The assembly election results for Rajasthan, Madhya Pradesh and Chhattisgarh have reinvigorated the Congress which has witnessed prolonged electoral losses since 2014. While in Chhattisgarh the party delivered a stunning performance, setting itself up to win more than a two-thirds majority, in Rajasthan it fell short by one seat and in Madhya Pradesh by two seats. However, forming government in these two states will not be a hurdle for the Congress as already the Mayawati-led BSP and Akhilesh Yadav’s Samajwadi Party have offered support to Congress to ‘keep the BJP out.’
The current election outcome will not only boost Rahul Gandhi’s stature as the Opposition’s tallest leader, it will also give the Congress the much-needed fillip in the run-up to the 2019 elections.
Rahul Gandhi equated the results as a “clear message” by the people to the Modi government that they are not happy with Centre and it is time for a change. He said PM Modi got a massive mandate in 2014 but refused to listen to “heartbeat of the country.” The party also believes that the results will boost Congress-partnered battles in Maharashtra, Karnataka, Jharkhand, Bihar, UP and Jammu and Kashmir, which account for 214 Lok Sabha seats.
But despite India’s grand old party’s impressive win, the question remains: who will be CM? For the uninitiated the party decided not to name the CM candidates in these elections to ensure that all aspirants worked unitedly for the party’s victory.

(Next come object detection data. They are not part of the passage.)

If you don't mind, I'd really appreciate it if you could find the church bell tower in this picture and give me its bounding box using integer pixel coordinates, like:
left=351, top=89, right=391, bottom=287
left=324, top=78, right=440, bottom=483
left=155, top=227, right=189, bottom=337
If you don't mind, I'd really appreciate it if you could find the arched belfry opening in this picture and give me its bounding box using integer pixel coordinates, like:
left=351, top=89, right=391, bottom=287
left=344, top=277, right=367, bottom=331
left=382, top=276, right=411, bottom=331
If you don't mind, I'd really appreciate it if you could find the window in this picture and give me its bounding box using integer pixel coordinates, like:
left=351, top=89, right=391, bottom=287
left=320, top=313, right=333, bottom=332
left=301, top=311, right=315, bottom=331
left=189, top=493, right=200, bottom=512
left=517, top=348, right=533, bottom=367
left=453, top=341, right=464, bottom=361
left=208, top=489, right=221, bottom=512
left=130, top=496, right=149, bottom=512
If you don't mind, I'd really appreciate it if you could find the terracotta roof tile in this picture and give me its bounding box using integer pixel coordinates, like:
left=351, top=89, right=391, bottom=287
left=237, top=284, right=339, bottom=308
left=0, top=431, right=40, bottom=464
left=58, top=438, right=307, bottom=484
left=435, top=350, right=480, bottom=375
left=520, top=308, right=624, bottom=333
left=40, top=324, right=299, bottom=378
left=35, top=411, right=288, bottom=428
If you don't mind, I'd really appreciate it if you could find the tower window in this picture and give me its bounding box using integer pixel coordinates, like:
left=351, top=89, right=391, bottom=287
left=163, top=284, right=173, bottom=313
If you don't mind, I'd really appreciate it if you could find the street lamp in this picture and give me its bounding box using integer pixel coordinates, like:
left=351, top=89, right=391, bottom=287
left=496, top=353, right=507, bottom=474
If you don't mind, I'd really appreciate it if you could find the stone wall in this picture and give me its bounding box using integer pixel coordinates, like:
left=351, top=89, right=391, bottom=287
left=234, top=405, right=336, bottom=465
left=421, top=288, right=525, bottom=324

State Congress chief Sachin Pilot and former Chief Minister Ashok Gehlot, are both the front-runners for the post of chief minister of Rajasthan. However, Rahul Gandhi will take a final call to decide between the two. Media reports suggest that Rahul is against the old guard, probably paving the way for next-gen leaders take the centre stage. Pilot has been instrumental in helping the party coming close to victory. To strengthen the party at the grassroots level and ensure its comeback, the young leader travelled through the length and breadth of the state. He connects equally well to both urban and rural youth and is well known for his hands-on approach. Appealing to youth during election rallies, he has promised them good schools, sports facilities and secure environment to achieve their full potential. Clearly, the youth of the state find their voice in this leader. He was elected as lawmaker from his father’s constituency Dausa in 2004 and became the youngest member of the parliament.
In MP, state unit chief Kamal Nath and campaign committee chief Jyotiraditya Scindia are top contenders for the CM post. But Scindia has an edge over Nath in his ability to connect with the youth – which forms 44 per cent of the voters in the region. Jyotiraditya Scindia, 47, is the titular Maharaja of erstwhile Gwalior State and the son of Madhav Rao Scindia. Jyotiraditya enjoys mass appeal in the state and in most of the pre-election surveys, the voters had chosen Scindia as their preferred choice for the chief minister’s post. When asked about his opinion regarding the post, he said, “I am a servant of the people and will always be. What form that will take, be it through Madhya Pradesh or as minister of central government or chief whip, it is for my party to decide.”
Given that India is young country, so it would be appropriate for political parties to select young leaders so that they serve the young aspirational masses.